Any mention of Universal’s contribution to the pantheon of classic monsters (Dracula, Frankenstein, The Invisible Man, The Phantom of the Opera, The Wolf Man, The Mummy) would be incomplete without The Creature from the Black Lagoon. Yet very little has ever been mentioned of its creator, a woman named Milicent Patrick. For decades, credit for the creature had been attributed to the men who ran the make-up and special effects departments (something not uncommon in an age where the credits’ run time rarely eclipses a movie’s run time). Despite the discovery of an image showing a woman working on the creature, the consensus was that the woman in the picture, Milicent Patrick, was merely a pretty face for the marketing campaign, a photogenic front for the genius of men.
Unconvinced by the flimsy evidence, movie producer Mallory O’Meara turns detective in her biography of Milicent, The Lady From The Black Lagoon: Hollywood Monsters and the Lost Legacy of Milicent Patrick, to uncover who she was and why her contribution to Hollywood history has for so long been disavowed.
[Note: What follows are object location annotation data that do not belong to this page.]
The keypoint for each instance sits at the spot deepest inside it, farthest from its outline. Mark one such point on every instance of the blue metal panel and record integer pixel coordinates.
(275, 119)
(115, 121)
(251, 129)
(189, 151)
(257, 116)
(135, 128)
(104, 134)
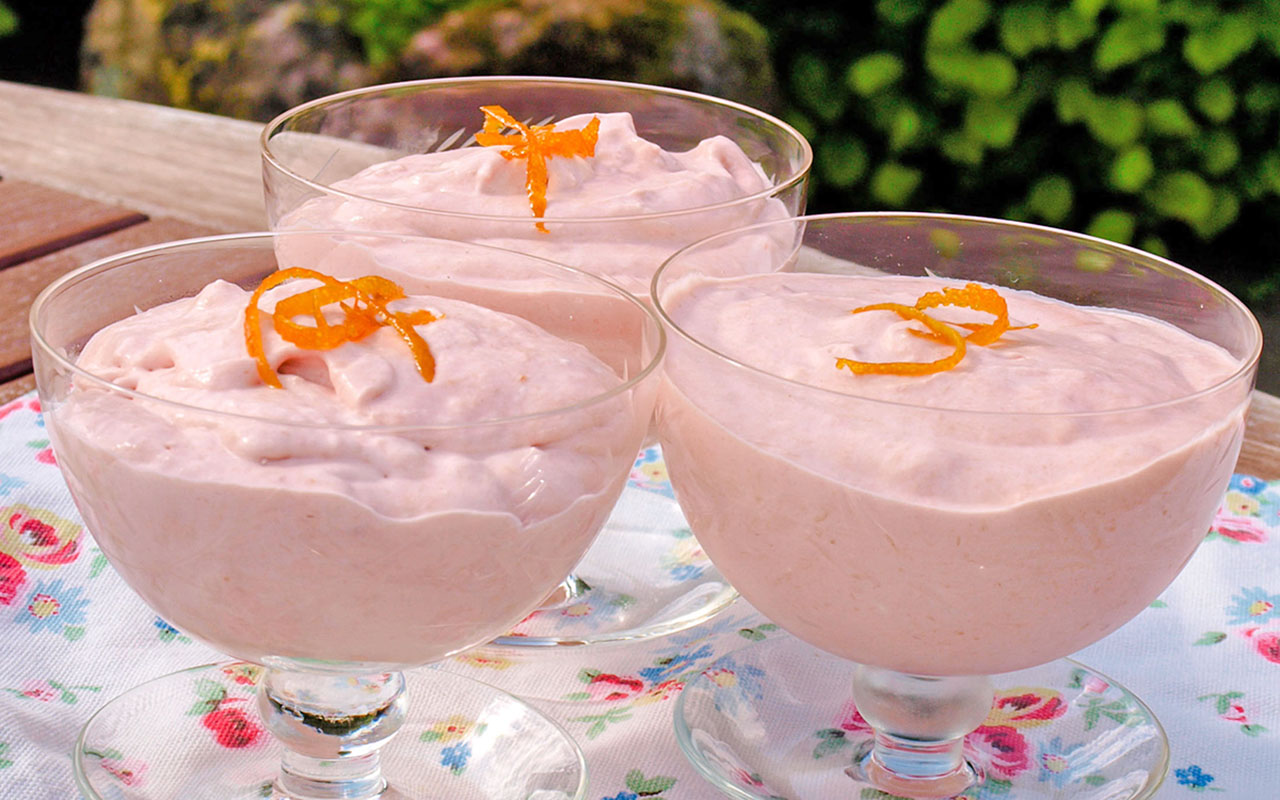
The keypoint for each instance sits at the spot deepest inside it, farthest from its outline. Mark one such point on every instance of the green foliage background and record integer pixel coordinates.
(1148, 122)
(8, 21)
Like any good LA detective story, Mallory’s twists and turns through the history of the Hollywood hills, from Milicent’s unconventional upbringing at William Randolph Hearst’s Castle (Google it), through to her time as one of first female animators at Disney. Milicent is revealed to be an inspiring and artistic feminist trailblazer who has been forgotten by history thanks to problematic and systemic issues that blight Hollywood culture to this day.
Feeling almost like a two-for-one, The Lady From The Black Lagoon is an addictively bingeable biography of both Milicent and Mallory (plus more than a few others), with the latter’s career as a movie producer giving an invaluable insight into the Hollywood of today.
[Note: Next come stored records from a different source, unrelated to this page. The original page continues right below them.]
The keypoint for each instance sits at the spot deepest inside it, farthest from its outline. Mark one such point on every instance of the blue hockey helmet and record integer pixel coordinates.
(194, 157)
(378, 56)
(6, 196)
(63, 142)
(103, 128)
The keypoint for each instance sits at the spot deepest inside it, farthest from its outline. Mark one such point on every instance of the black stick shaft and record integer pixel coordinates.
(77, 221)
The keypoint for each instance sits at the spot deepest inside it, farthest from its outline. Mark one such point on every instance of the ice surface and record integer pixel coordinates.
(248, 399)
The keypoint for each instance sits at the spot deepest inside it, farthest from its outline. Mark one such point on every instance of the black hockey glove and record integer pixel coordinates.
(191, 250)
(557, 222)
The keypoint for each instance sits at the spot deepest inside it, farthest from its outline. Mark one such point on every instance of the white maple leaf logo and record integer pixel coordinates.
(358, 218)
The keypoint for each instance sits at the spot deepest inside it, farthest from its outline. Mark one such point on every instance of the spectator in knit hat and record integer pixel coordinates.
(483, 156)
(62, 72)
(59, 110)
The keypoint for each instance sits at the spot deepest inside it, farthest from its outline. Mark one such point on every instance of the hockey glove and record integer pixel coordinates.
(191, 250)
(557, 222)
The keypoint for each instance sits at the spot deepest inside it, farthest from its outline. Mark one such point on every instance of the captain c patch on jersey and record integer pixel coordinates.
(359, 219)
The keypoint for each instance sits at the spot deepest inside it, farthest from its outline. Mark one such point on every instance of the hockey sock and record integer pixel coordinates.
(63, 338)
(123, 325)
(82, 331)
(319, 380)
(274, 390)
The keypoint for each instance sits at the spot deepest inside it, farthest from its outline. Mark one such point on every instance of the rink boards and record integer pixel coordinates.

Jam-packed with anecdotes and delightful asides of Mallory’s inner monologue, the book’s upbeat and familial tone is instantly engaging. Despite the fact that the author’s own personal experiences start to uncomfortably parallel Milicent’s with an alarming and depressing regularity, the book never ceases to remain a joyous tale of empathic confrontation and moving discovery.
Mallory O’Meara’s biography is a passionate and honest exposé of the treatment of women in the movie business, revealing a hopeful and inspiringly layered story that is as much Milicent’s as it is Mallory’s.
The Lady From The Black Lagoon by Mallory O’Meara is out now from Rebellion Publishing.